I used to do this before. Walking during my lunch break.
Last spring to shake off the winter feeling.
And in Fall of 2007 when I came back to work from maternity leave.
Has it really been almost 5 years since I walked these streets with her?
So neatly tucked away in a stroller, sleeping cozily in footed pajamas as I rounded block after block to take a break from the office?
Is she really my big girl now, getting ready to enter kindergarten in the fall, not ever needing a stroller anymore? Holding my hand everywhere we go, as we share about our days?

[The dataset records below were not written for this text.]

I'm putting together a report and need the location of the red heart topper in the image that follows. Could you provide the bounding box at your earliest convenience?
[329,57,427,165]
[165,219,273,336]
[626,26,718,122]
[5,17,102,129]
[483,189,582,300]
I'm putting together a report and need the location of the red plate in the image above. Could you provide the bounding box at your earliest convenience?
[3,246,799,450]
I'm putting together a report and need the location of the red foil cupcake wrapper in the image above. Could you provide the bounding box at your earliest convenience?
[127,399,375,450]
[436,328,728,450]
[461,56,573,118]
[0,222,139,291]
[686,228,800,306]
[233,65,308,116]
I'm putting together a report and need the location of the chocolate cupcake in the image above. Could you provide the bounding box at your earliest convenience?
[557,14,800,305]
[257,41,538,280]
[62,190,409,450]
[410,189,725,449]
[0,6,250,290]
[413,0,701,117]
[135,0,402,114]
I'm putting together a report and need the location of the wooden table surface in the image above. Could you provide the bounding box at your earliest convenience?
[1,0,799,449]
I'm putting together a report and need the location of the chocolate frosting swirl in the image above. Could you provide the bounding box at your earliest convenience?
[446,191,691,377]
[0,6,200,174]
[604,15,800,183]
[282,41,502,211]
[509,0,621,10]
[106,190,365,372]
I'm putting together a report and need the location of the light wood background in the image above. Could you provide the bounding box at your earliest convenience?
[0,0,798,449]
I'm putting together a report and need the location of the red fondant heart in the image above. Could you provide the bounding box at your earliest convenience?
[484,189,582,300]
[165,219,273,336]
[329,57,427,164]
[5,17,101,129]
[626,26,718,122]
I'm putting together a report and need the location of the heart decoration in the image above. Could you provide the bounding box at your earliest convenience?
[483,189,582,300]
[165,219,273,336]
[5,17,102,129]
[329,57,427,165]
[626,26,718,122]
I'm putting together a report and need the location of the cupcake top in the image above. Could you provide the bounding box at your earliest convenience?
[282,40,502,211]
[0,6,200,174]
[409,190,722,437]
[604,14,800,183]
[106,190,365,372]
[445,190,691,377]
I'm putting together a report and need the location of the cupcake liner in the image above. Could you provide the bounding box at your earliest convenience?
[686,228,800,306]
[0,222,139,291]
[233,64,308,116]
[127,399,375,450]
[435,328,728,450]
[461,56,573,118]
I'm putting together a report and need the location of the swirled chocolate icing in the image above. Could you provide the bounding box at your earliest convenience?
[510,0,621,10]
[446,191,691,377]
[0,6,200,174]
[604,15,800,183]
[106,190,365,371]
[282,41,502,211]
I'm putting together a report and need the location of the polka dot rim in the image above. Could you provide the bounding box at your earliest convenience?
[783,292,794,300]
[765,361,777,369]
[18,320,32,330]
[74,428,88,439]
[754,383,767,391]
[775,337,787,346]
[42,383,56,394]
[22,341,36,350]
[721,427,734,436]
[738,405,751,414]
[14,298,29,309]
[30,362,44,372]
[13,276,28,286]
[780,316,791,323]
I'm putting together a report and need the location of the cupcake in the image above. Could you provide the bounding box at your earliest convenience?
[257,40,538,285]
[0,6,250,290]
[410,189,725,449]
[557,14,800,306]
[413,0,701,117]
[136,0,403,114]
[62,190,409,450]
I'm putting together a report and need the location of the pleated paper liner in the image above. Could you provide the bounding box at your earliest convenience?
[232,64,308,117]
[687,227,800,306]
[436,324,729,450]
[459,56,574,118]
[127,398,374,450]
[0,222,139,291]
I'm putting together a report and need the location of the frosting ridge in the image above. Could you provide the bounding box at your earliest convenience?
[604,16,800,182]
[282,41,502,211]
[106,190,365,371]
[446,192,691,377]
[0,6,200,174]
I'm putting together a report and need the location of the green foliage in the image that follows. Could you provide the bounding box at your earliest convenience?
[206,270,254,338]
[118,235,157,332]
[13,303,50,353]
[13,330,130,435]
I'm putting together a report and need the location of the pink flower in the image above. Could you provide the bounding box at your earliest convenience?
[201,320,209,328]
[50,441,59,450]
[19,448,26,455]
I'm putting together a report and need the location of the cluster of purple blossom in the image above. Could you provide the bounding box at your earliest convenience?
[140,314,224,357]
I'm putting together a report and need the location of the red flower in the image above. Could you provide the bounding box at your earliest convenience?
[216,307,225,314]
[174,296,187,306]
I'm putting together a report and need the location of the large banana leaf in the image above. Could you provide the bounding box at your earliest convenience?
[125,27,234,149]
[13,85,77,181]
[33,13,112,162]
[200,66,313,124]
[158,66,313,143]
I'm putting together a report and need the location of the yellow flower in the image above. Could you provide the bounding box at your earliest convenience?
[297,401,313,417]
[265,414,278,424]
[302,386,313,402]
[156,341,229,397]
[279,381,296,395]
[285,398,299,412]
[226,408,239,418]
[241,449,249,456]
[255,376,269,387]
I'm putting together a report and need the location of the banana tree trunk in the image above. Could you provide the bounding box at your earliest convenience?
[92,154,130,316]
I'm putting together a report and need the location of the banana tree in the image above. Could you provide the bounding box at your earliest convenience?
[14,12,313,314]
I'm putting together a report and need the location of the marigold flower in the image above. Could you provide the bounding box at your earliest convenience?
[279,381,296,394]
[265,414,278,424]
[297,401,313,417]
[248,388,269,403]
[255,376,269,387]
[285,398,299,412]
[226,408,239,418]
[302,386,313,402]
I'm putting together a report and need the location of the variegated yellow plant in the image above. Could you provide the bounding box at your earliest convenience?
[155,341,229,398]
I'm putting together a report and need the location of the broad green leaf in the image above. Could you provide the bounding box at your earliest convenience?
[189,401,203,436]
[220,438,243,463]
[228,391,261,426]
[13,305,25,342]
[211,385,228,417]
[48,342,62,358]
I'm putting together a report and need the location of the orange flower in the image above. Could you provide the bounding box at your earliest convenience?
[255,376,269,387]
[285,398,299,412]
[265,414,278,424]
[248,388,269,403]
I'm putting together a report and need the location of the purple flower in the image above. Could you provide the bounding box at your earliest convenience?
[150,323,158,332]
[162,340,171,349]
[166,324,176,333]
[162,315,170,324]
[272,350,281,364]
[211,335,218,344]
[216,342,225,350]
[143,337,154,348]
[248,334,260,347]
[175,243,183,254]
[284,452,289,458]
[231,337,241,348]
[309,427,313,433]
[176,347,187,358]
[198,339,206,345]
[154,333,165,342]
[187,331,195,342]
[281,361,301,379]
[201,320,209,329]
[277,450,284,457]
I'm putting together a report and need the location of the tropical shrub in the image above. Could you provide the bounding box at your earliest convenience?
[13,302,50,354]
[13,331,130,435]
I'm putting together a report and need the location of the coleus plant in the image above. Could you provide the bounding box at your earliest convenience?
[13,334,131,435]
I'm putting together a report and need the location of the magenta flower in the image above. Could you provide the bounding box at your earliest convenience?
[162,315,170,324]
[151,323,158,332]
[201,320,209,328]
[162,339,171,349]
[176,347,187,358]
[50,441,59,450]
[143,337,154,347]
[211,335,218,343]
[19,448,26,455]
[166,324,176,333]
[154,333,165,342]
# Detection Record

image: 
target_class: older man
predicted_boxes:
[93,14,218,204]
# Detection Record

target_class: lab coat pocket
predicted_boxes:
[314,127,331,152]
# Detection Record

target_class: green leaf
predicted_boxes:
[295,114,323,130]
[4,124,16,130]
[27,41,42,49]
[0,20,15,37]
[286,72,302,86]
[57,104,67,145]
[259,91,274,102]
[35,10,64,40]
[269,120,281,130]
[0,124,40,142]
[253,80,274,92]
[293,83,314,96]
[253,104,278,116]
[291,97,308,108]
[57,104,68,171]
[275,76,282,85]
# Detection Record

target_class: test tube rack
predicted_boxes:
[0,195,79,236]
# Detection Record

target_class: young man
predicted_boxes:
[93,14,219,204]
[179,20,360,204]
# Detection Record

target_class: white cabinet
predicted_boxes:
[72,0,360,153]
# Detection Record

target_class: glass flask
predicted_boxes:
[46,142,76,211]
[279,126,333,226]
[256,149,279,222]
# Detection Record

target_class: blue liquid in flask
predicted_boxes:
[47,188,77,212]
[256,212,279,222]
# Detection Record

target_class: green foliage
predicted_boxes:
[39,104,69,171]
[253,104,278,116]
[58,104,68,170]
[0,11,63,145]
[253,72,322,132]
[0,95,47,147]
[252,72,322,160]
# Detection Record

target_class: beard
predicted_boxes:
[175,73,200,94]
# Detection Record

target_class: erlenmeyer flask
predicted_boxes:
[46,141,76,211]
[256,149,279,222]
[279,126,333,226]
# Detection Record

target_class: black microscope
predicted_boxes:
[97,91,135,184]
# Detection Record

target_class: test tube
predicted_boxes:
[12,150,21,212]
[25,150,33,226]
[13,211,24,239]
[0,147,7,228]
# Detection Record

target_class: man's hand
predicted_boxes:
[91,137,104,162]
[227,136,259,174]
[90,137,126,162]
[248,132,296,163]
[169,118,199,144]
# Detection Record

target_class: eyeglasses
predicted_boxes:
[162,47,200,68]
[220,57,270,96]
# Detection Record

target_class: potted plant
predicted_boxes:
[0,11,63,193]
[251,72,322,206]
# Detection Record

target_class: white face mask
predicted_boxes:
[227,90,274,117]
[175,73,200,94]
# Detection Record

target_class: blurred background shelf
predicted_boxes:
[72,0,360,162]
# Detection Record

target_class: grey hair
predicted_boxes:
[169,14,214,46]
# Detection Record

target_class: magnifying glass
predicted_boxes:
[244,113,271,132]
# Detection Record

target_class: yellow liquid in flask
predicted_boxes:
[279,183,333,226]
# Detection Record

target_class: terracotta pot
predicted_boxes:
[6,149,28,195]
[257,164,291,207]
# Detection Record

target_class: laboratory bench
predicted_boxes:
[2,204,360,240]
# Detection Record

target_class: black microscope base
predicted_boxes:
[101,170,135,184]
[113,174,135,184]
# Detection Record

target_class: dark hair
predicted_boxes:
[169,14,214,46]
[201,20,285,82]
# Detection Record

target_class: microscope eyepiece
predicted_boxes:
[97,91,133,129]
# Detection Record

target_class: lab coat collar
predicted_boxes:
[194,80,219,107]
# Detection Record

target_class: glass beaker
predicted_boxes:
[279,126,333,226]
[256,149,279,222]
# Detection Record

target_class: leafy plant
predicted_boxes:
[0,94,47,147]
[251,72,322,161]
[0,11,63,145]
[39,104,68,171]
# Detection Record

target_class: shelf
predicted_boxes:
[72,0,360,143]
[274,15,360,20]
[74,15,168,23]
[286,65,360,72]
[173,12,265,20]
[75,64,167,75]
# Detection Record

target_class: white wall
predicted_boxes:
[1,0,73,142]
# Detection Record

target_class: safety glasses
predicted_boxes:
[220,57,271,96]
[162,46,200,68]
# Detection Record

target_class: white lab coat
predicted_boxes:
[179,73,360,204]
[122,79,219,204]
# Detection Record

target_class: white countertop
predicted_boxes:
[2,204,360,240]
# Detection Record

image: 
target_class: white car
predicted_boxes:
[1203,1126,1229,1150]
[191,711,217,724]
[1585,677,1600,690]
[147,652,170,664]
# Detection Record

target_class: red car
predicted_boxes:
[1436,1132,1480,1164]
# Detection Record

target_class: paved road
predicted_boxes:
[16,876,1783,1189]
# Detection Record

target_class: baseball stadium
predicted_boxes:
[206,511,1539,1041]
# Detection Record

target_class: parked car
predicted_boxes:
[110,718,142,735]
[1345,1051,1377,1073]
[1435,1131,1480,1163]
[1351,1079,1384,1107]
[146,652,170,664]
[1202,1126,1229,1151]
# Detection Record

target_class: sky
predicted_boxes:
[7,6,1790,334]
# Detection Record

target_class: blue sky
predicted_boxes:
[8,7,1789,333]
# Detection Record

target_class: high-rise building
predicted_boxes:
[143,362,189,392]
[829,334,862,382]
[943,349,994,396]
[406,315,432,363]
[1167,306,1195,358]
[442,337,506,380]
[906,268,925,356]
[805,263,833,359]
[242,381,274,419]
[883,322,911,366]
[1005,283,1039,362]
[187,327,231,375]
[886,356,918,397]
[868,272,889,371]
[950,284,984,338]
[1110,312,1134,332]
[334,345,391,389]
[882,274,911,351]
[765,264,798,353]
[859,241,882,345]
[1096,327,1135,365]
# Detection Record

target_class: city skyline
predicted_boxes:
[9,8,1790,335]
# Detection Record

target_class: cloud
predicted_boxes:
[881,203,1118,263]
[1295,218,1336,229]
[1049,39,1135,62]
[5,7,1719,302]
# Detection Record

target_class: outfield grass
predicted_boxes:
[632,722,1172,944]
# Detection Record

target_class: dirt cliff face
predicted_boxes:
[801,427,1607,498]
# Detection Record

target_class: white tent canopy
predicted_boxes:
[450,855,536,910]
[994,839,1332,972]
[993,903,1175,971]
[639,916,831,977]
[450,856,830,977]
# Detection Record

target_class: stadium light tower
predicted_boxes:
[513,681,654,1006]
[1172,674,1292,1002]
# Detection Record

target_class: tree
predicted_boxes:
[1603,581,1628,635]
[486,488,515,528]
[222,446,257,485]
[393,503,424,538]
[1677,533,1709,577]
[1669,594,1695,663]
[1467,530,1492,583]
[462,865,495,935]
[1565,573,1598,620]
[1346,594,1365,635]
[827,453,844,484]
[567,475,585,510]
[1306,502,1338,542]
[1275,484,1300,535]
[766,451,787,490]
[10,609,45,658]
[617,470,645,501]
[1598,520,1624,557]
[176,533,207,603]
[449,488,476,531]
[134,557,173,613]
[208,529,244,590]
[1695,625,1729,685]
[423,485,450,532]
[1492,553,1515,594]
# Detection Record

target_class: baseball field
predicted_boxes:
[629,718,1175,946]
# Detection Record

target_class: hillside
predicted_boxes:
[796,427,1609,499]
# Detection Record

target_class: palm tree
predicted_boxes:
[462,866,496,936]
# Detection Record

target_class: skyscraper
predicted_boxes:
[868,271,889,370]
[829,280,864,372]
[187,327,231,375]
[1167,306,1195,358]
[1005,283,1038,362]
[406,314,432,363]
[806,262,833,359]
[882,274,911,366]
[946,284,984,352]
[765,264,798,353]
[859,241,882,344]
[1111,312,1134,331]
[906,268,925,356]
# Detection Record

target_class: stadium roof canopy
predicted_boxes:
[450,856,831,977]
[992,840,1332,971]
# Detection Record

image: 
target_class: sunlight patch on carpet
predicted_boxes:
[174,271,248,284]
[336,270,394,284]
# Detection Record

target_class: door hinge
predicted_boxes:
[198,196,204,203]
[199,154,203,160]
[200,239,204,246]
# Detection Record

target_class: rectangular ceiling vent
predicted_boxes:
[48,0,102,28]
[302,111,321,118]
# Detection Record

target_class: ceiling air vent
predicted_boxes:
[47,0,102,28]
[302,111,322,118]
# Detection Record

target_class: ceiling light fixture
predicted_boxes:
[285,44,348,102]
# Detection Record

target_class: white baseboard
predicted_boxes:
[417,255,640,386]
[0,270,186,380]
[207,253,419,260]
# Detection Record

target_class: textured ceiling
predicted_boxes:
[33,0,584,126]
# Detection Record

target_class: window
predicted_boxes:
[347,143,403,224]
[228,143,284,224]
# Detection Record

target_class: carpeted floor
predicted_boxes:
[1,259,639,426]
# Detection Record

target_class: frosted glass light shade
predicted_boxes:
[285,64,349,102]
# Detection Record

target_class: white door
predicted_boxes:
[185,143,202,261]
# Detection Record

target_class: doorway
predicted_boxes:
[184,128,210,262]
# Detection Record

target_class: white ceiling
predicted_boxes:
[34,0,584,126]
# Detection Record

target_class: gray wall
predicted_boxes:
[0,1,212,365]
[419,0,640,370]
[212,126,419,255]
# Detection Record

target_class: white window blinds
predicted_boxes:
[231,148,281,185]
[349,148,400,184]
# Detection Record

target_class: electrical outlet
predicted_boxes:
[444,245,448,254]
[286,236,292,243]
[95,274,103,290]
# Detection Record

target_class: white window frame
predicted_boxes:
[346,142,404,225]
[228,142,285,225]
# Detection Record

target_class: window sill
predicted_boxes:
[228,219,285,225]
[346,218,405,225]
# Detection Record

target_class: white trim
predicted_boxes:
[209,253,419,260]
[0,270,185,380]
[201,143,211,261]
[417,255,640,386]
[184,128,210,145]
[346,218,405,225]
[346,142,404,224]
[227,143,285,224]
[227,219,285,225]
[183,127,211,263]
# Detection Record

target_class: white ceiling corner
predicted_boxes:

How did the years go by so quickly?
As I rounded all the same blocks yesterday, I was filled with praise from the worship songs on my iPod and praise on my heart for all the memories I keep of my little ones. Most days I feel guilty that I cannot remember more details from my 8 years of motherhood, and I know it will only get worse as I get older.
Memories fade, and I grasp to hold onto them.
But yesterday I felt complete gratitude for all of the memories I do remember. I spent 45 minutes jumping from memory to memory of her almost 5 years in my life, from the little things she did as a newborn to the big things she is doing as a little girl.
And my heart just swelled. It swelled for the gift of my family, and it swelled for the gift all the days I get to share with them.
And I'm grateful for cameras.
My son will be 8 in eleven days. More to come on how my heart is exploding for that kid.